JonasGreim / US-headquarter-locations

3 stars 0 forks source link

Company Headquarters in the USA

The objective of this university project is to demonstrate how the US industry has changed over time, as represented by the major corporate headquarters included in the SP500 or Fortune 500 indices. The geographical distribution of these headquarters and their respective industry sectors are presented on a map where users can select different years and choose between two indexes.

Table of Contents

Data

This repository is the data scraping and processing part of the project.

Visualisation

The visualization/mapping of the headquarters locations data can be found in this repository.

The final visualization result can be found as website here. readMeAppPreview.png

Getting Started:

To get a local copy up and running, follow these simple steps.

Installation

  1. Set up a virtual python environment (Python version >= 3.10):
    python3 -m venv venv
    source venv/bin/activate
  2. Install the required packages:
    - pip3 install -r requirements.tx

Run scraper: scrapy (Get SP500 and Fortune 500 rankings)

Info: The scraper only searches the existing annual SP500 and Fortune 500 rankings of the specified websites. There are no headquarters locations in the rankings.

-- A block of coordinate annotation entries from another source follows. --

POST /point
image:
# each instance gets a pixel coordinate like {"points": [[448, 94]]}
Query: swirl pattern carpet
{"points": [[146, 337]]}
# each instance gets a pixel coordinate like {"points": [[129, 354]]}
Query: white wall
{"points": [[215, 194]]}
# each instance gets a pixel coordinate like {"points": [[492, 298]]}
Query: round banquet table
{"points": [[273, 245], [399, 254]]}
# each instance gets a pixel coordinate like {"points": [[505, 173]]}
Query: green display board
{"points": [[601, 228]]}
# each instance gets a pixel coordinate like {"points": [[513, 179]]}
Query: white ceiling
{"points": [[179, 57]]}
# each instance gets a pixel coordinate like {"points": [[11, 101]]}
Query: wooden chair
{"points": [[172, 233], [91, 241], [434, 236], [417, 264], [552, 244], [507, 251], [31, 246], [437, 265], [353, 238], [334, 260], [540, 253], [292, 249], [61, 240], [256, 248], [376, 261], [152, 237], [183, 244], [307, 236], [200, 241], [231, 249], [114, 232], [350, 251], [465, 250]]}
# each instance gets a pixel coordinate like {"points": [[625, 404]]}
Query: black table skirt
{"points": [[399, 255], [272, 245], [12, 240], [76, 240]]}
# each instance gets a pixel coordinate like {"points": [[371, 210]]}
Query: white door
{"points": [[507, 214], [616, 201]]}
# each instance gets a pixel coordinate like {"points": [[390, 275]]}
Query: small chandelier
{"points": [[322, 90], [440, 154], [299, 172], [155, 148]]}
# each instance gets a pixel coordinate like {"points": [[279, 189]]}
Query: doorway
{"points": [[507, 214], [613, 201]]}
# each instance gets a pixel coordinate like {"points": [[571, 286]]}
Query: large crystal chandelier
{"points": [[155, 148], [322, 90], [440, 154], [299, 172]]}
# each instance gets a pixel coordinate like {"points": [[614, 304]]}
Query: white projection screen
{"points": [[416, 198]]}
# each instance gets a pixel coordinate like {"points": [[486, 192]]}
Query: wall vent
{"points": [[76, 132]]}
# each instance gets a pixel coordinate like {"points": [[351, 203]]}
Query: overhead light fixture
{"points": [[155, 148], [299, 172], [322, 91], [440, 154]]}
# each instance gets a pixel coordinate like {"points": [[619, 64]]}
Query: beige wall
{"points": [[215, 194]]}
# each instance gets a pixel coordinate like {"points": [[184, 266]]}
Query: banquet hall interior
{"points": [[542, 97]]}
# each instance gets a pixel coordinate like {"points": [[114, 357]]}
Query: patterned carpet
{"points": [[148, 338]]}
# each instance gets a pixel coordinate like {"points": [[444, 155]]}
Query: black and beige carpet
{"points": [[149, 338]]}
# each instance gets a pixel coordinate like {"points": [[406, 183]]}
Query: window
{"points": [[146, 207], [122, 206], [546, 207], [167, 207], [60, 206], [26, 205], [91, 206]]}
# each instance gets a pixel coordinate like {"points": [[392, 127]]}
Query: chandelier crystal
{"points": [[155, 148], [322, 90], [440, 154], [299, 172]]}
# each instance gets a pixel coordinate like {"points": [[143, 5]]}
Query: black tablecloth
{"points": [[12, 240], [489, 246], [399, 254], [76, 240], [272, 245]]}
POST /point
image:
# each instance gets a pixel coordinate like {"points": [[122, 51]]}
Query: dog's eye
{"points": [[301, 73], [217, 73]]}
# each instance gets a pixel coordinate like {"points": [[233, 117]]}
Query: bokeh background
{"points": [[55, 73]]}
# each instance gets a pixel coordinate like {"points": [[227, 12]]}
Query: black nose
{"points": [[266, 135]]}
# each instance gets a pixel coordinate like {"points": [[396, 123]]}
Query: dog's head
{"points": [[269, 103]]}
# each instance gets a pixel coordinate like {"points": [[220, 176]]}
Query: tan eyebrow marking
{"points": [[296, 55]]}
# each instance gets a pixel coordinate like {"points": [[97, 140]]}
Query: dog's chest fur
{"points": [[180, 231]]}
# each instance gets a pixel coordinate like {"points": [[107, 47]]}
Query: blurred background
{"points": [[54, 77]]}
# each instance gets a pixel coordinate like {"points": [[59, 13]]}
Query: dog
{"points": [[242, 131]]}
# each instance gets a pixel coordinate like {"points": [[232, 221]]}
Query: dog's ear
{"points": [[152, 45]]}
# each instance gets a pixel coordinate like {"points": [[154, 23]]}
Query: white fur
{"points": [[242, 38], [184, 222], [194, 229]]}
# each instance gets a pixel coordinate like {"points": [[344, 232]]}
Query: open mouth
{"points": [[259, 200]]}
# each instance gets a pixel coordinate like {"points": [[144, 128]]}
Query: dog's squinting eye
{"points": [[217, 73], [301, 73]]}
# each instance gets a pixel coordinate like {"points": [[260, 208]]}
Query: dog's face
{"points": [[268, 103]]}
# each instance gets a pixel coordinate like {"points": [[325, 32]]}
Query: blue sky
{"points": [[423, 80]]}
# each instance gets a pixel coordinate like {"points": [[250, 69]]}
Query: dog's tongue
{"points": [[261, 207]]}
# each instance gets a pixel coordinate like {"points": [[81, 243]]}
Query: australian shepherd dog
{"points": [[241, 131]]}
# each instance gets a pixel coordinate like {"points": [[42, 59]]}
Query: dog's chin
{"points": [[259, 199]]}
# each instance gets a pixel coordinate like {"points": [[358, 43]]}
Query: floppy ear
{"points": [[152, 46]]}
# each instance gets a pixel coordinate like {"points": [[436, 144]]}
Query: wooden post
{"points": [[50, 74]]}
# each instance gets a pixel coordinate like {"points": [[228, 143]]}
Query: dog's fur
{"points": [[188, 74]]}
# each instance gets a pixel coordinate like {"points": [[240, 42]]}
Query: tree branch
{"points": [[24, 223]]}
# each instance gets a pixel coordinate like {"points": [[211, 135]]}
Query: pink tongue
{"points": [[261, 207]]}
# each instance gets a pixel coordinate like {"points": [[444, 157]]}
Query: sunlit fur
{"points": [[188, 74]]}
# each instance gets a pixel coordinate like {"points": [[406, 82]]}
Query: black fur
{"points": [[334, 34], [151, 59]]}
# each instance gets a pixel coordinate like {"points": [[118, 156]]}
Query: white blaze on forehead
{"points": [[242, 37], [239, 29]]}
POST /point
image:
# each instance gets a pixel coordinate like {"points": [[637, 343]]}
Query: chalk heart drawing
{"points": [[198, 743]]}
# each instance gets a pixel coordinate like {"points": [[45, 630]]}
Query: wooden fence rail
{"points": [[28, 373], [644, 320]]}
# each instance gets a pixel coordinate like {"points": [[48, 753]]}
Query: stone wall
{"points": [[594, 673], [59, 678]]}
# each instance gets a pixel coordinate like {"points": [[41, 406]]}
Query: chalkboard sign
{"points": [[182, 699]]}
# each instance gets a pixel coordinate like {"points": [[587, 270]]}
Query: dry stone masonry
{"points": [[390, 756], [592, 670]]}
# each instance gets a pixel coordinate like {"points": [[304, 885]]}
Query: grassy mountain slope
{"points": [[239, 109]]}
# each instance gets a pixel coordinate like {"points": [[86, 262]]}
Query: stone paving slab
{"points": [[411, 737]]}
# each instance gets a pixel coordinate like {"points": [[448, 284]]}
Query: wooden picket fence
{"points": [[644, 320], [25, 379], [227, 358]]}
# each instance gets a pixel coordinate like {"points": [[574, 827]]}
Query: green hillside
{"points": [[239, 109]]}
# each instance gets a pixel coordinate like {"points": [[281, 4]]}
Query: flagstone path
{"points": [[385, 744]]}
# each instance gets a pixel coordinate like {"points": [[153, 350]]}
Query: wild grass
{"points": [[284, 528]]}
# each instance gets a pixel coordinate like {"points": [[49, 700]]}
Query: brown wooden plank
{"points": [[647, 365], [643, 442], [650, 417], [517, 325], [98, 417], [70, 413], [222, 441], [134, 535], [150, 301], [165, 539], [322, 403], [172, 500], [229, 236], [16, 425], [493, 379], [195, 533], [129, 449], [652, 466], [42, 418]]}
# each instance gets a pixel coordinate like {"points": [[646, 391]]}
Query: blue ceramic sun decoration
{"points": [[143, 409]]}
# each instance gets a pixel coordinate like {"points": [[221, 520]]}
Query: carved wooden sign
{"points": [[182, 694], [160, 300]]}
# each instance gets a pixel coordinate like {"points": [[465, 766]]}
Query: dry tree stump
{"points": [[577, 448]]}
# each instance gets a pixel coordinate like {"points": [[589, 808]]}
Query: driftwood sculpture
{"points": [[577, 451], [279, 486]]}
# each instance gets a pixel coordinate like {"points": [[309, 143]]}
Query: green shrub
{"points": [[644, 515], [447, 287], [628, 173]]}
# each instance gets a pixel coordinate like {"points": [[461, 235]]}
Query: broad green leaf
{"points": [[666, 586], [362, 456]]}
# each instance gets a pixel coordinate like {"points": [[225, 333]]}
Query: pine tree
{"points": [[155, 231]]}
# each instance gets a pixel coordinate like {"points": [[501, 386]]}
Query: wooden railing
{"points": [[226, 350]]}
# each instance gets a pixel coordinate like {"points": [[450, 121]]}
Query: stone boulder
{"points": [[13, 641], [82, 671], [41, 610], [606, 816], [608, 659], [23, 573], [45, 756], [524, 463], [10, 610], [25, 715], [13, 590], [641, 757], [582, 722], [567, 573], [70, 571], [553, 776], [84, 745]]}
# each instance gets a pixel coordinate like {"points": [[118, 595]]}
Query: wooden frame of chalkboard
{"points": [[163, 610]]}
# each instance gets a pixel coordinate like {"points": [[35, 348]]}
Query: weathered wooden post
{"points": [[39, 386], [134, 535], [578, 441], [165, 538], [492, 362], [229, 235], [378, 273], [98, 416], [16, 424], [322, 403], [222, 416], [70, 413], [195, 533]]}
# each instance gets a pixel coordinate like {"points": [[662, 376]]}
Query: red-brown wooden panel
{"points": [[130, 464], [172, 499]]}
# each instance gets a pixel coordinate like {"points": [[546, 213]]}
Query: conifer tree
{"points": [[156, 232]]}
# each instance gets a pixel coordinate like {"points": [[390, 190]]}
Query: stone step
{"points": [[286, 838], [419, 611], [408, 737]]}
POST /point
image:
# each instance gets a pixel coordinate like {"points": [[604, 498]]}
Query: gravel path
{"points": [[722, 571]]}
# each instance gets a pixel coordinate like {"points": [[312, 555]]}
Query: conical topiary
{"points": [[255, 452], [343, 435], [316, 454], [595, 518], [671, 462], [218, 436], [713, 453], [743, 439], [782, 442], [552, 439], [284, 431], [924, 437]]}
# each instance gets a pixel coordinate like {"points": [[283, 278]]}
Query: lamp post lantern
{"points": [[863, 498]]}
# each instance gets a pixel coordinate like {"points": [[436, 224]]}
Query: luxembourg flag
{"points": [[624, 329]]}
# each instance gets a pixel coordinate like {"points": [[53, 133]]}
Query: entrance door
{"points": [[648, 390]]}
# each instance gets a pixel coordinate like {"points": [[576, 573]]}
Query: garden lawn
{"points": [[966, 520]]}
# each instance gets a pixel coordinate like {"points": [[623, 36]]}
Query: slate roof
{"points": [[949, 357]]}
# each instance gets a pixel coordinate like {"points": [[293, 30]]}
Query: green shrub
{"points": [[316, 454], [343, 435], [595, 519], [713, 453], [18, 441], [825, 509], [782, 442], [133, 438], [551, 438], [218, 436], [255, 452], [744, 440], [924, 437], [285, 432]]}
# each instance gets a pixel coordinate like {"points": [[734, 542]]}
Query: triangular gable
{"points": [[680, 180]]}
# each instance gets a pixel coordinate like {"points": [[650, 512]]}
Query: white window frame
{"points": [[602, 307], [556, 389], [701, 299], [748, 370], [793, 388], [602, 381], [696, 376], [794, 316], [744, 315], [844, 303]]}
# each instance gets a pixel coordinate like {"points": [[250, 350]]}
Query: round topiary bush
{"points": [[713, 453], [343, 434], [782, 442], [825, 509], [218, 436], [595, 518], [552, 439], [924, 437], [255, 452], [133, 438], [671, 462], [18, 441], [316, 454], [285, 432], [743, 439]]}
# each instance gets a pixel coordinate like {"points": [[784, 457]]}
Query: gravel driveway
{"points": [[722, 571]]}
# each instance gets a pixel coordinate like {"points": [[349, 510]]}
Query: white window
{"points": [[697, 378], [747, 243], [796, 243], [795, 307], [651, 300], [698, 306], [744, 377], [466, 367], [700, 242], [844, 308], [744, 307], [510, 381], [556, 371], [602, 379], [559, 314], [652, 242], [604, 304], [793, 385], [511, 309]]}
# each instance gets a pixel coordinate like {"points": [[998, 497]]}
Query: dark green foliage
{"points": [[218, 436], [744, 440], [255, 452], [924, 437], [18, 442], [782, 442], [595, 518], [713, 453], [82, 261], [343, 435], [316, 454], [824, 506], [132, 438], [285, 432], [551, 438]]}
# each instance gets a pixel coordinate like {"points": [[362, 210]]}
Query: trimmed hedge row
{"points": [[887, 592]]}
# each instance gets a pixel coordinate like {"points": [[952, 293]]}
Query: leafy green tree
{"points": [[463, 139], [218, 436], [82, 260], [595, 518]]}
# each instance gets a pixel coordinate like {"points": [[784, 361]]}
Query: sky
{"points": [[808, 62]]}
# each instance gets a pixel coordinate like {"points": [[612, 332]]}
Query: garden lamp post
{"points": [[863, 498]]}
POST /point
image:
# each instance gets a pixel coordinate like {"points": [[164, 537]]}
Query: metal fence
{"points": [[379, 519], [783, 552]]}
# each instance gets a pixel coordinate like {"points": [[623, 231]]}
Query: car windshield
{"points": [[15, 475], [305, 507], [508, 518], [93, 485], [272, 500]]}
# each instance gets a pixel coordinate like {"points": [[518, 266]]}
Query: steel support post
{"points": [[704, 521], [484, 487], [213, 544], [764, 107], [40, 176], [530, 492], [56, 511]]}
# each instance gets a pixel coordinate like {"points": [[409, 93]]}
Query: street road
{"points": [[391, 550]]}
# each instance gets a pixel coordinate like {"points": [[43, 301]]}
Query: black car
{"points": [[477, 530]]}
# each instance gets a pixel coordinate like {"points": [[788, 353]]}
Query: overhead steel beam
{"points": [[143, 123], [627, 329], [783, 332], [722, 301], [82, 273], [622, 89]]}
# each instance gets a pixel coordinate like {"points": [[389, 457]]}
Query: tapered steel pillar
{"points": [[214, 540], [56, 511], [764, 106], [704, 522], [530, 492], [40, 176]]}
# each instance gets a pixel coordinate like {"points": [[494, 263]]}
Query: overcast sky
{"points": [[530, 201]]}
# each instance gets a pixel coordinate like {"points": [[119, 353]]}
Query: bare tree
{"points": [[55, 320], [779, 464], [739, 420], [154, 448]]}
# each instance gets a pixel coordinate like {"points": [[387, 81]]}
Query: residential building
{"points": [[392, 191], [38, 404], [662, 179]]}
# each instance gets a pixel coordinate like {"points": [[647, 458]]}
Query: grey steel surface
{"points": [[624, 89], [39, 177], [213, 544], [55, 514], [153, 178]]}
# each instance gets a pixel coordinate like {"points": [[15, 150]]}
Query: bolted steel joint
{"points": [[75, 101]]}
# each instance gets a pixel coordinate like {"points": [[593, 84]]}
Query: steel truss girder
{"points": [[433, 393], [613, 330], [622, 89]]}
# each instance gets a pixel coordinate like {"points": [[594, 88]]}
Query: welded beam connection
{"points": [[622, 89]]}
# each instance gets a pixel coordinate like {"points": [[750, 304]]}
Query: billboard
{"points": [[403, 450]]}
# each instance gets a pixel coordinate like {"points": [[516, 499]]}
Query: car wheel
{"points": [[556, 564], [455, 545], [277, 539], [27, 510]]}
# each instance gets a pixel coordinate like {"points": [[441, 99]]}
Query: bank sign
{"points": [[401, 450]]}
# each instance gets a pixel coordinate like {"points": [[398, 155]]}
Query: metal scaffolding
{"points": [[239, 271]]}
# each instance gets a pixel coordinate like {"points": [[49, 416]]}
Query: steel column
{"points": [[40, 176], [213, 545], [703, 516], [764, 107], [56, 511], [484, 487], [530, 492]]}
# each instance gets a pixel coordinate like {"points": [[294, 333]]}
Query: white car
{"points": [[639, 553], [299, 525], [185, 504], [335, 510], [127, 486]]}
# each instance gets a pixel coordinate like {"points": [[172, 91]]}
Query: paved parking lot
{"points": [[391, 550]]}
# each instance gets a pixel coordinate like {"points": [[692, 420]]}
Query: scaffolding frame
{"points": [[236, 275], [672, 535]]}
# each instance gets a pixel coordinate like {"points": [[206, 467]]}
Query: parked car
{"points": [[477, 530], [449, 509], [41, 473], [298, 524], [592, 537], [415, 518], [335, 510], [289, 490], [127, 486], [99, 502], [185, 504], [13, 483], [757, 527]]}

go into the scrapy folder:

cd companyRankingsScraper

Fortune500:

scrapy crawl us-companies-fortune500 -o fortune500.json

SP500:

scrapy crawl us-companies-sp500 

Official Wikipedia API (Try to get headquarters locations)

First we tried to preserve the headquarters locations of the companies with the official Wikipedia API.

Problem:

run:

cd officialWikiApi
python3 officialWikiApi.py

Wikidata API (Get headquarters locations & industry sectors)

To access the headquarters location data of the companies, we used the Wikidata API.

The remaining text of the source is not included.